In race with Trump and Clinton, Libertarian candidate polls in double-digits

24 Mar, 2016 23:48

Presidential candidates often welcome the label of underdog, but 2016 could be the year a third-party contender polls high enough to be included in the general election debates. The Libertarian Party’s Gary Johnson is not far from that goal.

In a hypothetical match up between Hillary Clinton, Donald Trump and Gary Johnson, the Libertarian candidate would walk away with 11 percent, according to a Monmouth University poll. If these numbers improve by 4 more percentage points and hold consistently, Johnson could become the first third party candidate to appear in a presidential debate. 

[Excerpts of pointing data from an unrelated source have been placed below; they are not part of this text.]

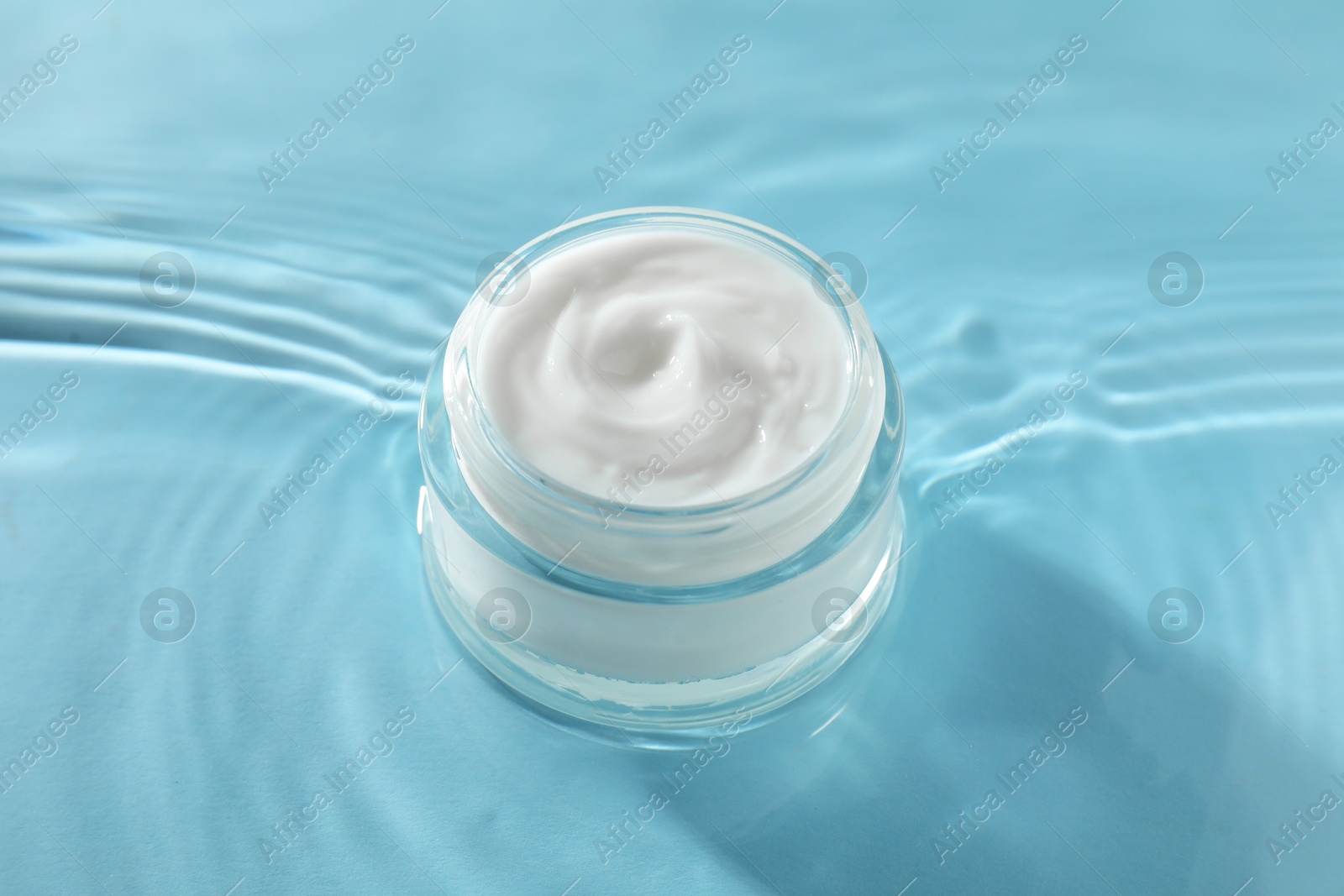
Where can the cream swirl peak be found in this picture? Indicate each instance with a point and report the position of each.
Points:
(664, 369)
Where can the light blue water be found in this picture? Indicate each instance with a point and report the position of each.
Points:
(1032, 264)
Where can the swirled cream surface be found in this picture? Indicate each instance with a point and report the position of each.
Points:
(664, 369)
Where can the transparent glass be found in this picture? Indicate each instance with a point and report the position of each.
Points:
(660, 620)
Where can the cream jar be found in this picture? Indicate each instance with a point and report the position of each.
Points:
(662, 452)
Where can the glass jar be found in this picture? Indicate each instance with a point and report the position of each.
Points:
(659, 620)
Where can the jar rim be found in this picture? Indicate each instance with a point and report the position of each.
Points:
(831, 288)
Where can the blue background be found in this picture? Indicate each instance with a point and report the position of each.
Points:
(1034, 262)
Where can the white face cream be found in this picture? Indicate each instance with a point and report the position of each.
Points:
(664, 369)
(660, 468)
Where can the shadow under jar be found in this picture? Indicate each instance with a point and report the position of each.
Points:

It’s been nearly a quarter-century since Ross Perot’s 1992 independent presidential campaign, the last time a general election debate featured three candidates.

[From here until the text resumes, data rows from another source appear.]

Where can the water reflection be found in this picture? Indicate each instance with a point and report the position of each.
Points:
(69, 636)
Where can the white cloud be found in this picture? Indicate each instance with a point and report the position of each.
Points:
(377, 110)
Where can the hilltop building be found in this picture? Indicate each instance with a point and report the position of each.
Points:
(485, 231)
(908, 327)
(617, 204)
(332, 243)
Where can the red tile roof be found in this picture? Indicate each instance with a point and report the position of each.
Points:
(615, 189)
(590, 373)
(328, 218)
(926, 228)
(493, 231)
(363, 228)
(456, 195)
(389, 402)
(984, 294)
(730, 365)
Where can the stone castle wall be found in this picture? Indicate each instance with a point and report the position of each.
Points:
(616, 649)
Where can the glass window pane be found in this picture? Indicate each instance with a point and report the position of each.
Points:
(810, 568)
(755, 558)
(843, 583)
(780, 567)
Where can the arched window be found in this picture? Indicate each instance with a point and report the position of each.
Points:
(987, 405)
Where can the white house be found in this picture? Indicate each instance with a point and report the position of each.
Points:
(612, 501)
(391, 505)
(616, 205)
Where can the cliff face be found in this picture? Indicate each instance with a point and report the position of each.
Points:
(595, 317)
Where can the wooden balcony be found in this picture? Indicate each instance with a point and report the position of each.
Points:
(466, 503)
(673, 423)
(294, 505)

This is not Johnson’s first time on the campaign trail. The former Republican governor of New Mexico ran for the GOP’s nomination in 2012, before crossing over to the Libertarian Party that year. He received one million votes, a record for a Libertarian candidate.

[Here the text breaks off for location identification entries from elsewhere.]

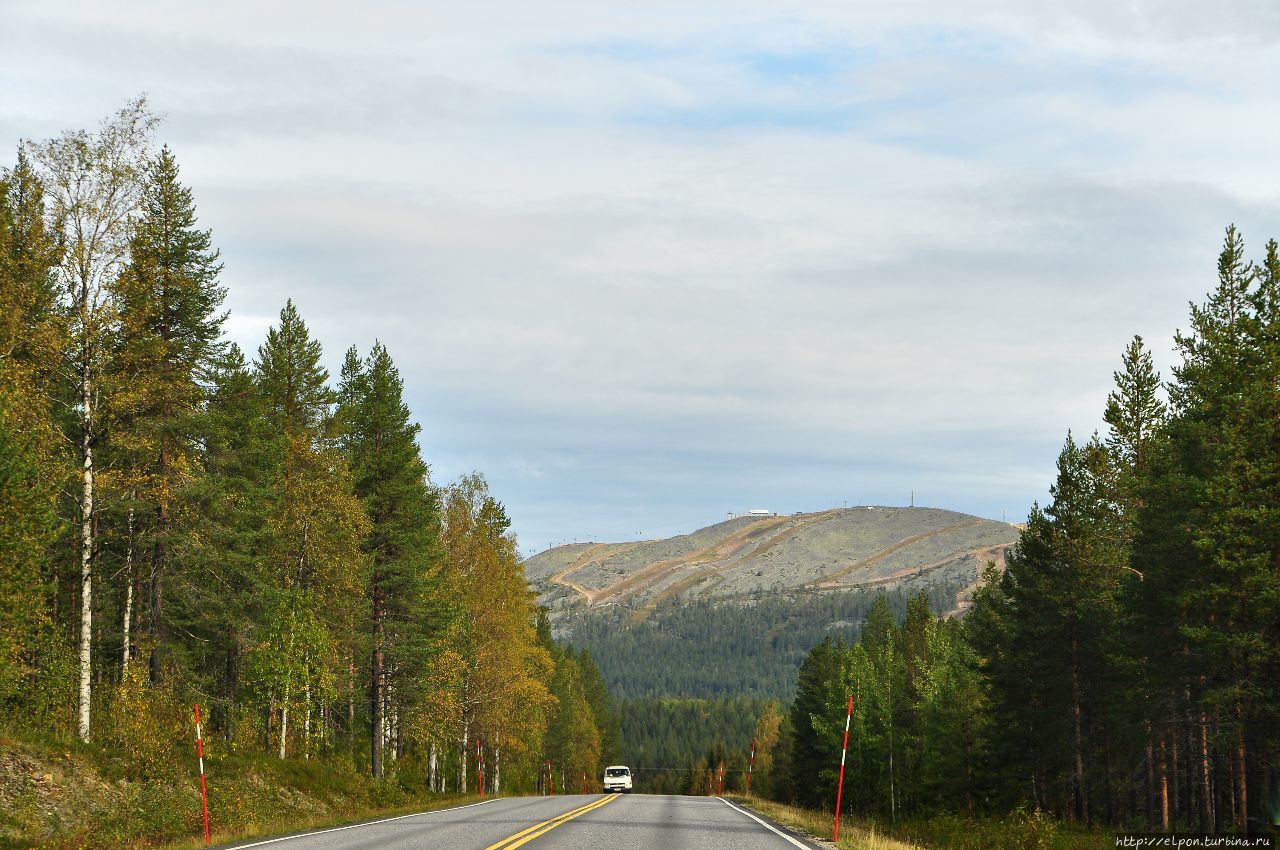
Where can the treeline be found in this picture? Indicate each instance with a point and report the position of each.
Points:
(183, 522)
(1125, 667)
(673, 745)
(727, 649)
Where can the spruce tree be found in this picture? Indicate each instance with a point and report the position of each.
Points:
(392, 483)
(291, 378)
(168, 302)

The Commission on Presidential Debates – a private nonprofit corporation jointly run by Democrats and Republicans – requires that candidates must not only appear on a “sufficient number of state ballots” in order to prove their likelihood of winning the majority vote per the Electoral College, but must also attain “15% of the national electorate as determined by five selected national public opinion polling organizations.”

Getting into the presidential debates has historically proven difficult for third-party candidates. At the 2016 Conservative Political Action Conference (CPAC), Johnson addressed the crowd with a request, saying, “you have the ability to do this: get me in the presidential debates,according to the Washington Times.

He went on to blame the Democrats and Republicans for the country’s debt crisis, telling the audience, “I heard from many that they didn’t want to waste their vote. Wasting your vote is voting for somebody that you don’t believe in,” before acknowledging that he himself isn’t a household name and recommending the crowd Google him.

Johnson told the Atlantic that he had “no delusions of grandeur” about his presidential campaign, saying, “I think that at the end of the day, I will end up being the voice of reason in all of this.”

In addition to Johnson, there are 13 other contenders for the Libertarian Party’s presidential nomination. The official nominee will be selected at the party’s national convention in late May.